Shin Lim's Crediting Mess: Shape of My Heart
Magicians were upset this week as Shin performed to a song with playing card lyrics.
A new AGT performance by Shin Lim appeared on my YouTube this week. The video title immediately caught my attention: “Shin Lim wows with a performance inspired by Canadian magician Shawn Farquhar”.
I've worked on enough big TV shows to know the hoops one must jump through to get the person who uploads the YouTube video (usually someone from a different company to the production) to title the video exactly how you want it. And there’s no way a good social media manager would want to title a video this way. The wording of the title will have seriously impacted its virality.
Some previous titles for AGT videos featuring Shin Lim are "DON’T BLINK! Shin Lim Performs Epic Magic with Melissa Fumero”, "WOW! Magic That Will SHOCK and AMAZE You!" and "Shin Lim: Magician Baffles Judges With Incredible Card Magic". Those are well-crafted titles with keywords and incentives to click. It’s probably why the videos have 14, 8, and 9 million views.
This recent new video only has half a million views. It's Shin's lowest-performing AGT video, though there may be factors beyond its title. Most prominent YouTubers stress the importance of thumbnails and titles because if people don’t instantly want to click on your video, YouTube won’t push it out to people, regardless of how good the actual video is.
Anyway! The title is objectively bad and reads very much like a settlement to a legal dispute. I read it and assumed that Shawn had kicked off at Shin for stealing a trick of his and had somehow forced Shin to add the credit to the title as a way to settle an argument of some kind.
So, I looked at Shawn's public Facebook page to see if he'd posted any clues about what had happened. If the trick were his, then maybe he’d likely have been sent lots of messages about it, and maybe he’d managed to force Shin to convince AGT to update the title in amongst some drama.
What I found on his page was the complete opposite.
And I think it's worth saying, at this point, that I don't see this opinion piece as a drama story or news coverage. This isn’t about who was right and wrong in this scenario (though, the story does kick up a notch when we later find out about a third magician who did the idea before Shin and Shawn. Shin had to add a second credit, which Shin later demoted to the video description, and this third magician had much to say about it publicly).
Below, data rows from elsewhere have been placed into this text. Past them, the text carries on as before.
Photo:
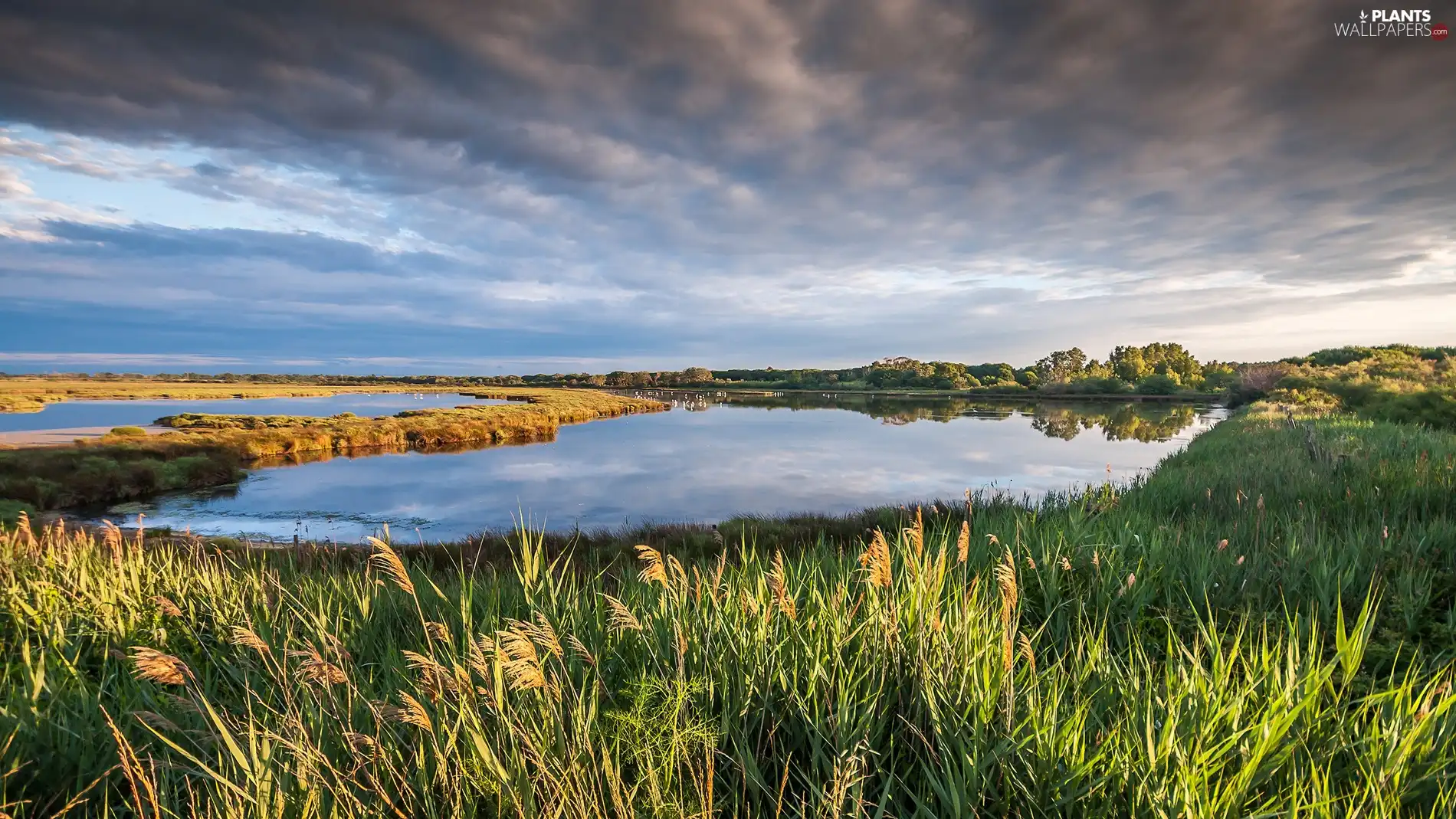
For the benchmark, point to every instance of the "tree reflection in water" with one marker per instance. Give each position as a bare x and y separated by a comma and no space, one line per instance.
1062,419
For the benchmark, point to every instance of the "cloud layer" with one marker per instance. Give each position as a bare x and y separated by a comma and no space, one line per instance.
730,182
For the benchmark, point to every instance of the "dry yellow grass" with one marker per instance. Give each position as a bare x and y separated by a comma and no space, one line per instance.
31,395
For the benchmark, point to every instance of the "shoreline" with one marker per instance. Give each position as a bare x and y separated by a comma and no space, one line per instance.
967,395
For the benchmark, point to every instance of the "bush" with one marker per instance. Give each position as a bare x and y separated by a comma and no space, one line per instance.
1158,386
11,511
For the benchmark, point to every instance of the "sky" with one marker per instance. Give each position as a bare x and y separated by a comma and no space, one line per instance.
589,185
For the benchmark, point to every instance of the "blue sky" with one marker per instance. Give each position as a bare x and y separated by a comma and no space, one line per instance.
555,186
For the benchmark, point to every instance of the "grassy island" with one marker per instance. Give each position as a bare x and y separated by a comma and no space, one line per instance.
210,450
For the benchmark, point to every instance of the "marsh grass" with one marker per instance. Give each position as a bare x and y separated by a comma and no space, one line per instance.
210,450
1171,647
31,395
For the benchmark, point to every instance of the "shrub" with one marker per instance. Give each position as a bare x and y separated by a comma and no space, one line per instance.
11,511
1158,385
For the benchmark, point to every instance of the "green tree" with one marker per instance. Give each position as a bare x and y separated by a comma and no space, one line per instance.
1127,364
1062,365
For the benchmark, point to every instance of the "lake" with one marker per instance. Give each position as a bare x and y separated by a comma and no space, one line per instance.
63,421
711,457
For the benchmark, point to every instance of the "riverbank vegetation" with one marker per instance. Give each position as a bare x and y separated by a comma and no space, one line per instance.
1263,626
208,450
1392,383
32,393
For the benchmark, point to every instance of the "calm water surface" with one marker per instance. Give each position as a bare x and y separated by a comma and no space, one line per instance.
705,460
72,415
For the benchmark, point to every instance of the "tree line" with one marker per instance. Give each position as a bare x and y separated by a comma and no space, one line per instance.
1152,369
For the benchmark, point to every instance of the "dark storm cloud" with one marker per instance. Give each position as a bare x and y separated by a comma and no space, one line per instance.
669,155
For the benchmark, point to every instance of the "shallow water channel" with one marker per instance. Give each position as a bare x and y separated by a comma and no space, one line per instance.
711,457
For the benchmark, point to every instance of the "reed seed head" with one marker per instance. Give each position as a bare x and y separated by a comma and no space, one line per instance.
877,562
619,618
653,568
158,667
388,562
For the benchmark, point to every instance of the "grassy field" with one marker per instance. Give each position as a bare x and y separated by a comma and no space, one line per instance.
210,450
31,395
1263,627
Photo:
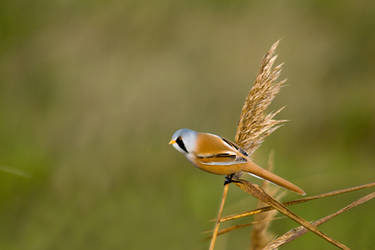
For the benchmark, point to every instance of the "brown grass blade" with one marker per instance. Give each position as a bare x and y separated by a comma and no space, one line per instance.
299,231
294,202
239,226
217,224
260,194
260,234
254,124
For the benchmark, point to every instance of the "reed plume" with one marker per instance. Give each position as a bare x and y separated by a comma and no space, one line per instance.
254,124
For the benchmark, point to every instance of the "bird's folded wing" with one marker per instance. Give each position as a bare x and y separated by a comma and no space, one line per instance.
220,159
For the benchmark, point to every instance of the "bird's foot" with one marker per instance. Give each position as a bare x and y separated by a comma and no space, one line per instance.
229,179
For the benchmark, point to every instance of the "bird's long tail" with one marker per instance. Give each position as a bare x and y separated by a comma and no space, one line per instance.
254,169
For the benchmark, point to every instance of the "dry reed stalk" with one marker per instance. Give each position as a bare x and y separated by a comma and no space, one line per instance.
239,226
260,235
258,193
254,124
217,224
299,231
294,202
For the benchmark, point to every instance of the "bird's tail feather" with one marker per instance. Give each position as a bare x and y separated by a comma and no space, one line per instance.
262,173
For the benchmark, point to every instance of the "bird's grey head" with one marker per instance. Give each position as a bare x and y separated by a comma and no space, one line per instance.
184,140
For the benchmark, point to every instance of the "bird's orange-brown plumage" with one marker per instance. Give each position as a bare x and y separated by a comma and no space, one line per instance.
230,160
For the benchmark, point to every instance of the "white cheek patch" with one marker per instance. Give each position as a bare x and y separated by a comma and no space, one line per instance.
178,148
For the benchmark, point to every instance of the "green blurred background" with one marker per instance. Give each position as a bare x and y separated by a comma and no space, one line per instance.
91,92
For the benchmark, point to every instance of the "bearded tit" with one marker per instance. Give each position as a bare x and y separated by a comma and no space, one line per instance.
217,155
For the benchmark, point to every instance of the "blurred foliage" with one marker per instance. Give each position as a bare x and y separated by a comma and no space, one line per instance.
91,92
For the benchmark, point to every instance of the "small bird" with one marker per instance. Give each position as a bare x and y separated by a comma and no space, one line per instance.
217,155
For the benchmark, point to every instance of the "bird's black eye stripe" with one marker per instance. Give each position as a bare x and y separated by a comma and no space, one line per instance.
181,144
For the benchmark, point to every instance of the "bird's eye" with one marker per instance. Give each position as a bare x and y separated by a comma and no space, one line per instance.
181,144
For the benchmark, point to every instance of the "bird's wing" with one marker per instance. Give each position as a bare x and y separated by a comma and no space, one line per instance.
221,159
215,150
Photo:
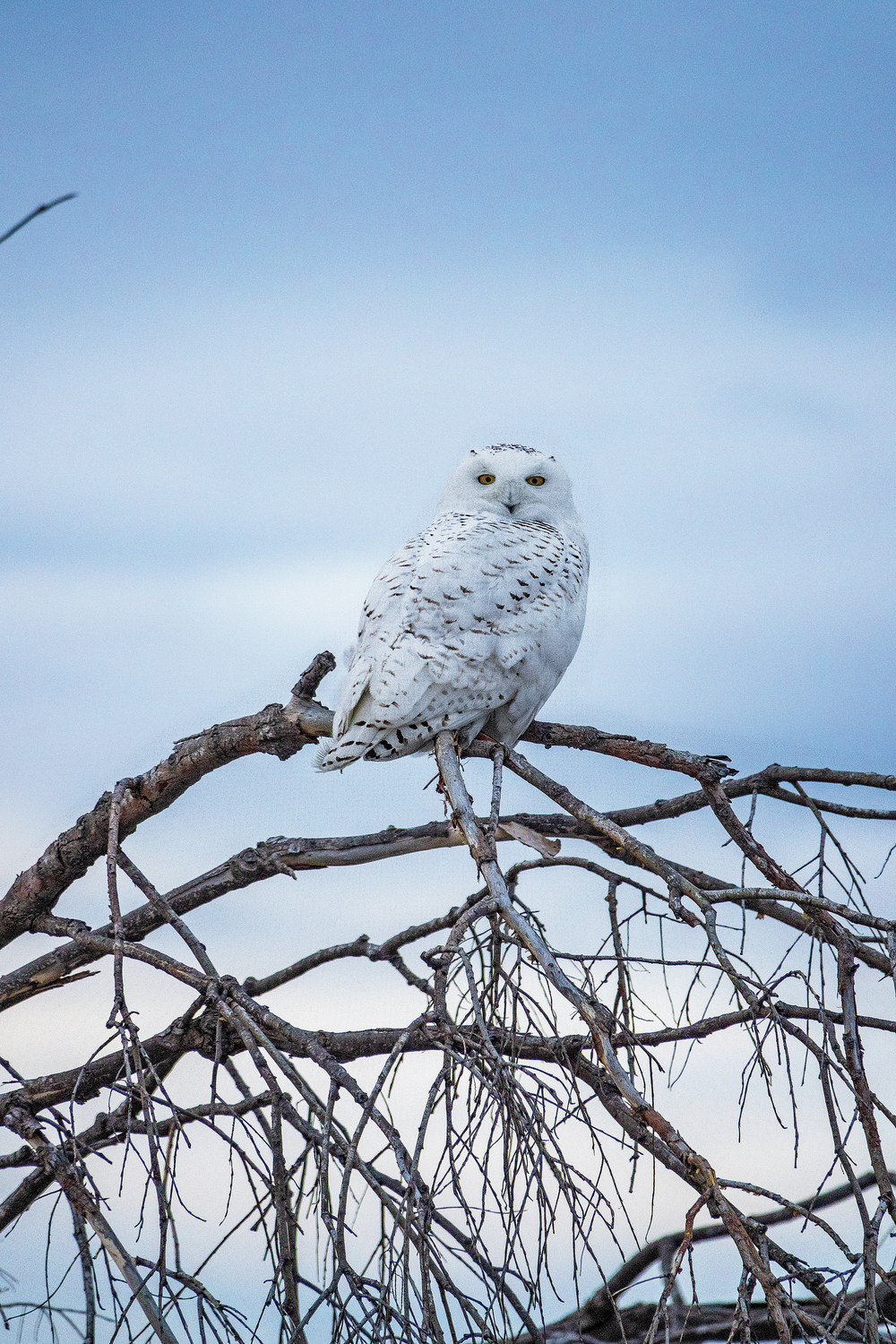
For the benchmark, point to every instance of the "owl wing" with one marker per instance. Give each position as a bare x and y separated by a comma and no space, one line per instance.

This article serves as a conversation starter for public and in-industry crediting and why magicians somehow confuse being "first" with being "original." While we're used to seeing debates about in-industry crediting in magic tutorials and magic books, we rarely see such a public-facing crediting debate like this one.
Shawn shared Shin's performance on Facebook and said:
Congratulations to Shin Lim for his amazing and original presentation of Shape of my Heart. It's wonderful to see magicians being creative and putting their own voice to an effect. He's a class act and I'm proud to call him friend...
Look – for all we know, Shawn pleaded with Shin not to credit him in the YouTube video title, fully understanding the impact it would have on its reach, but Shin insisted. We just don't know what happened.